Peter Robinson · July 20, 2010 at 11:31pm

For anybody interested in politics here in California--and, now that the state is in such a mess, that's nearly everyone who lives here--reading up on the pension crisis is like forcing down Robitussin. You know you've got to do it, but...yuck. Now Mark Paul and Micah Weinberg of the New America Foundation have published a thoughtful, well-written, concise analysis--as un- unpleasant a way of boning up on the subject as I've encountered. A couple of excerpts about the trouble we're in:

California's public pensions are complex and multiple....But one generalization applies: benefits in California are, by almost all measures, the highest in the country....

An average-wage employee who retires from the state at Social Security retirement age (66) with 30 years of service receives a pension equal to 75 percent of final compensation, along with Social Security benefits that replace about 42 percent of career average earnings.

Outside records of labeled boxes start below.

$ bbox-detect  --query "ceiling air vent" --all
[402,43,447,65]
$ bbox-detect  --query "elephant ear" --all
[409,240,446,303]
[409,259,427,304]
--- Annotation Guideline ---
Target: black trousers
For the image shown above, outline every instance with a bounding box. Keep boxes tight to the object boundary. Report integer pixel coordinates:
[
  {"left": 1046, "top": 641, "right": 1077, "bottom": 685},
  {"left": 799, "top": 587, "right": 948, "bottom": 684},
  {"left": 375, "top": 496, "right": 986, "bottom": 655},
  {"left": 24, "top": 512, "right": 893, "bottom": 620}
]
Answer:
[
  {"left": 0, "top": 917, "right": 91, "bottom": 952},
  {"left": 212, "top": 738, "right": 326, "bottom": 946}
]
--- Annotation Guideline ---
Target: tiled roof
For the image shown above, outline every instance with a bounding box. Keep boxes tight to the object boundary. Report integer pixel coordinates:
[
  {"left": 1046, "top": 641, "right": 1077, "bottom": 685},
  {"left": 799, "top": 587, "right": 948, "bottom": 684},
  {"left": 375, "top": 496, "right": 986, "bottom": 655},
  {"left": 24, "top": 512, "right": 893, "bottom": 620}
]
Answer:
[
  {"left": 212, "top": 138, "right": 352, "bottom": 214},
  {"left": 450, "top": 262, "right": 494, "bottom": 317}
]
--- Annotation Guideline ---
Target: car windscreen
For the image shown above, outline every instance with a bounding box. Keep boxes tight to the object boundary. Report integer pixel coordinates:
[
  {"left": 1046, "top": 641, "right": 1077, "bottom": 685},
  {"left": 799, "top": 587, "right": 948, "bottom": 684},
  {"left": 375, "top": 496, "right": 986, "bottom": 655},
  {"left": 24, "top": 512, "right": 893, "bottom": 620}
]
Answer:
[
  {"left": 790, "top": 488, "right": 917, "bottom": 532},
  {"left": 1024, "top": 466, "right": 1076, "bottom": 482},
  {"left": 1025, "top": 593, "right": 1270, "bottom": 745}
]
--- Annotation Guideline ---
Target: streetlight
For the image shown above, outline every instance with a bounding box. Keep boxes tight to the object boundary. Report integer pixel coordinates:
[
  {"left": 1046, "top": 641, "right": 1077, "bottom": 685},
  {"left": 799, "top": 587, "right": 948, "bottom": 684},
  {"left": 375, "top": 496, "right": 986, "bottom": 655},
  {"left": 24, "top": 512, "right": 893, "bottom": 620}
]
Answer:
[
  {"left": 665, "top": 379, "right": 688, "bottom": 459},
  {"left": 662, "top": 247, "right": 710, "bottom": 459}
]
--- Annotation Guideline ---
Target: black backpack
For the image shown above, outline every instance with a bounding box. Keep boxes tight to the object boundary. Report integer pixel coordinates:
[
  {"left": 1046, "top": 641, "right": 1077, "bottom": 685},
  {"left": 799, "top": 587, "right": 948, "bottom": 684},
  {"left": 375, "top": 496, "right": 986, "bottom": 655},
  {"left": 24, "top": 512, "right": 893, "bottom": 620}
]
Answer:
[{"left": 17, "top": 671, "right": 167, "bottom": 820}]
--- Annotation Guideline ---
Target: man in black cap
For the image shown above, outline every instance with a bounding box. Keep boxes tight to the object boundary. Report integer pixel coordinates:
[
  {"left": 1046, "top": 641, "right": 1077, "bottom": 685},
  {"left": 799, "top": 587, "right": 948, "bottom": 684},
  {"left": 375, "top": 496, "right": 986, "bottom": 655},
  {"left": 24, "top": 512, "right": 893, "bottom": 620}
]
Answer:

Not that Paul and Weinberg aren't talking here about state employees who perform especially important jobs, running, say, entire state agencies, or who perform especially dangerous or unpleasant jobs, such as, for example, prison guards. They're talking about ordinary joes.
And whereas state employees face cushy retirements, Californians facing retirement in the private sector now have reason to feel the jitters:

In the past, California families counted on the equity in their homes as a key source of retirement saving....[But i]n the first quarter of 2010, 34 percent of all mortgage holders in the state had near zero or negative equity....Sixty-five percent of the mortgages in Stockton were in a negative or near-negative position, 62 percent in Modesto, and 60 percent in Vallejo-Fairfield.

My fellow Californians, read it and weep.

Comments:


Mel Foil
Joined
Jun '10
etoiledunord

Most Californians probably thought that public-sector pension checks come from the same place as the sunny beaches, mountain vistas, cool afternoon breezes, red sunsets, and moonlit seascapes--magic.

A Murder of Cows
Joined
Jul '10
A Murder of Cows

The political difficulty is that there's always some popular group of workers, a representative of which can be trotted out in front of the cameras to plead with the voters. Often it's nurses. Who hates nurses? They do a difficult and sometimes thankless job, and often receive a lot less professional respect than they deserve—a theme which resonates with nearly anyone who thinks they receive a lot less professional respect than they deserve.

So the unions shift the question and soon we're debating about whether we should "blame the nurses," an argument reformers are doomed to lose.

I fear this will get a lot worse before it gets better. As a Californian, I'd love nothing more than to be proven wrong. If someone has a plausible argument for optimism, I'm all ears.

One slightly encouraging point of date: even here in union-friendly ur-progressive San Francisco, a modest public employee pension reform measure qualified for the ballot. It appears to be a cynical effort by a left-wing pol to position himself centerwards for a run for higher office, but I'll take reform where I can get it.

HeartlandPatriot
Joined
Jun '10
HeartlandPatriot

Once the housing market recovers, the California exodus of the productive middle class will begin again in earnest. The only thing keeping most middle class Californians in place is the negative equity in their homes.

I was fortunate to bail out in 2003 and move to Indiana. Wow what a difference! I love it here.